Unlike Xpert, which utilizes a single self-enclosed real-time PCR test unit, MeltPro is compatible with nearly all mainstream real-time PCR machines. Consequently, MeltPro emerges as more convenient option compared to most other molecular tests, providing a shorter turnaround time for generating diagnostic results (David et al. 2023). Furthermore, the throughput of MeltPro exceeds that of Xpert in a single assay (96 vs 80), while its cost for detecting RIF and INH resistance is only half of Xpert's. The notable advantage of MeltPro lies in its capability to detect resistance to a broader range of anti-TB drugs, facilitating the timely initiation of an effective treatment regimen. This advantage position MeltPro as a viable alternative for the rapid simultaneous detection of MTB and drug resistance, particularly in resource-limited settings. However, the patient outcomes and cost-effectiveness associated with using MeltPro as an initial diagnostic test require further evaluation.

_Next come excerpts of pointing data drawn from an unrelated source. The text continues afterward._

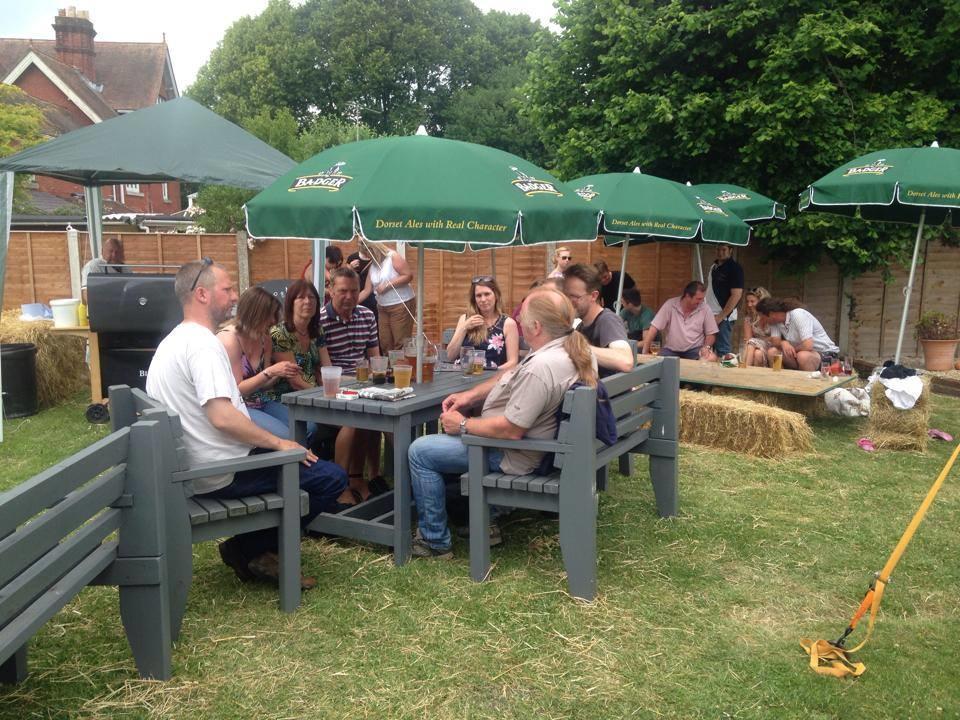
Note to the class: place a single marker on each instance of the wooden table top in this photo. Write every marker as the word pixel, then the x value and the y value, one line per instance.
pixel 784 382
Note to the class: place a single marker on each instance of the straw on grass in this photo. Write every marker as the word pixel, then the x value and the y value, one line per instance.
pixel 61 359
pixel 743 426
pixel 896 429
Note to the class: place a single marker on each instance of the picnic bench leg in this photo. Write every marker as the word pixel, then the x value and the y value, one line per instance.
pixel 14 669
pixel 477 463
pixel 578 527
pixel 289 538
pixel 144 602
pixel 664 474
pixel 401 491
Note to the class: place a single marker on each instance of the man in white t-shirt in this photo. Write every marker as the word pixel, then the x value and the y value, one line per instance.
pixel 190 374
pixel 797 334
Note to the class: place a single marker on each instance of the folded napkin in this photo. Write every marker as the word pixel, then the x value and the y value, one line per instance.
pixel 375 393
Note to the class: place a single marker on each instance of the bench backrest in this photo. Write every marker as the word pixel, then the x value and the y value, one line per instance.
pixel 644 401
pixel 56 528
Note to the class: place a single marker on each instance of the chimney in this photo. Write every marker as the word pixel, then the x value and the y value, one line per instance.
pixel 74 43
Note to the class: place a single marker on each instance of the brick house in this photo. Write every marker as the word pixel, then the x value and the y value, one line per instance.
pixel 76 82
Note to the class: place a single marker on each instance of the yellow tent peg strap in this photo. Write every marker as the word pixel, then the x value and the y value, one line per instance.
pixel 832 659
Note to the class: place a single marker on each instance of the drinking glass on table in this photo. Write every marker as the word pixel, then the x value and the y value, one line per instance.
pixel 330 374
pixel 402 373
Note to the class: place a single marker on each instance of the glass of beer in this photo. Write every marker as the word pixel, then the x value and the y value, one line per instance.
pixel 378 370
pixel 330 374
pixel 466 361
pixel 363 370
pixel 430 354
pixel 402 373
pixel 479 362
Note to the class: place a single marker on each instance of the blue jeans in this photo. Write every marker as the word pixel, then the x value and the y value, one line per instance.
pixel 431 457
pixel 724 332
pixel 323 482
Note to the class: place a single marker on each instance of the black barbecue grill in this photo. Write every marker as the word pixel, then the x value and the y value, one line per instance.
pixel 131 313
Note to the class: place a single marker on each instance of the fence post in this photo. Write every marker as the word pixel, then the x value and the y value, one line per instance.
pixel 243 260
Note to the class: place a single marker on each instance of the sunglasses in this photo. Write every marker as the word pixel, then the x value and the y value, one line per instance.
pixel 204 264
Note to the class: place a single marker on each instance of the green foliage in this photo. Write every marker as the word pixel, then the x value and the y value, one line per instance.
pixel 21 125
pixel 935 325
pixel 769 95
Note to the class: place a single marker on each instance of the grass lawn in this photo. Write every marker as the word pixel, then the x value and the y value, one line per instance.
pixel 697 617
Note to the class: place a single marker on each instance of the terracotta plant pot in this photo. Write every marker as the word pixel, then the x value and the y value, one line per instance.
pixel 938 354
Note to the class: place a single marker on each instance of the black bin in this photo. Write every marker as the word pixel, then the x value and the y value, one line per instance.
pixel 18 368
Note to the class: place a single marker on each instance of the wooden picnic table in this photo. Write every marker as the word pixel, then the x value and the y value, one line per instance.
pixel 384 519
pixel 757 379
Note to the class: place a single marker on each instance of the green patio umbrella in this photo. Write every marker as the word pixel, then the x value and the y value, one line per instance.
pixel 749 206
pixel 433 192
pixel 905 185
pixel 637 208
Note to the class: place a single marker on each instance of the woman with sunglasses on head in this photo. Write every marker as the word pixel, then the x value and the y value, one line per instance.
pixel 488 328
pixel 756 333
pixel 561 261
pixel 247 341
pixel 388 280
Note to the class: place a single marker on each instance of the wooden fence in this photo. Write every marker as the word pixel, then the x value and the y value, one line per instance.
pixel 862 314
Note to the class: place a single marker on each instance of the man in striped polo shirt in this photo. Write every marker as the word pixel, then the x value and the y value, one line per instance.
pixel 350 333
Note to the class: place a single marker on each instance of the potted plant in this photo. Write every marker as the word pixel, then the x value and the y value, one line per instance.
pixel 938 335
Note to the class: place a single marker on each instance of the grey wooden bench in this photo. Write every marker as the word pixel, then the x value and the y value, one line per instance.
pixel 95 518
pixel 193 519
pixel 645 402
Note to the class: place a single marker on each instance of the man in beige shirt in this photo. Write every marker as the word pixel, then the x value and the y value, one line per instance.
pixel 520 402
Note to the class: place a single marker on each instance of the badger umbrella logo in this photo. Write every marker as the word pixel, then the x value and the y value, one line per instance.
pixel 877 167
pixel 587 192
pixel 529 185
pixel 330 180
pixel 708 208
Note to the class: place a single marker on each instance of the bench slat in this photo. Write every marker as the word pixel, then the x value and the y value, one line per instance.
pixel 26 624
pixel 214 508
pixel 198 516
pixel 273 501
pixel 37 578
pixel 29 498
pixel 36 538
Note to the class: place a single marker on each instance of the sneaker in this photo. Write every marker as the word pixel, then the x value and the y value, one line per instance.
pixel 267 567
pixel 234 559
pixel 496 536
pixel 419 548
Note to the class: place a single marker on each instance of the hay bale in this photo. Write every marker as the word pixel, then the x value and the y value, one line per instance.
pixel 895 429
pixel 810 407
pixel 743 426
pixel 61 359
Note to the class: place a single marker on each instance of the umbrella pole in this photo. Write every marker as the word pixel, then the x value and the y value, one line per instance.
pixel 909 289
pixel 623 274
pixel 420 253
pixel 6 209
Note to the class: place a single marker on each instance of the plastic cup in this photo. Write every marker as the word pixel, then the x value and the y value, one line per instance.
pixel 466 361
pixel 429 363
pixel 363 370
pixel 402 374
pixel 330 375
pixel 378 370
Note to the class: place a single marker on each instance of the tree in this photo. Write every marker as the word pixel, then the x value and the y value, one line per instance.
pixel 770 95
pixel 21 125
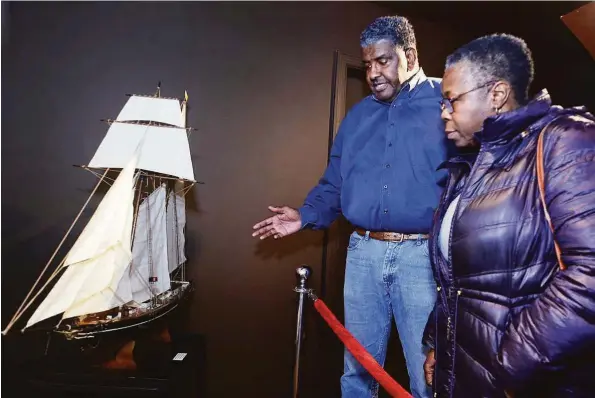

This study had several limitations. Firstly, although Xpert Ultra has a better TB detection capability (Chakravorty et al. 2017), we did not compare its diagnostic accuracy with MeltPro as Xpert Ultra has not yet been launched in the two centers of this study. Secondly, sequencing was not used to confirm the mutation types and to clarify discrepancies among MeltPro, Xpert, and MYCOTB. Thirdly, the fact that a proportion of patients diagnosed with PTB were culture-negative hindered further phenotypic DST analysis. Notably, this was a retrospective study conducted within the confines of two TB-specialized hospitals, which may inherently restrict the broader applicability of our results. Hence, a multicenter prospective study is deemed essential to affirm and validate the diagnostic performance of MeltPro.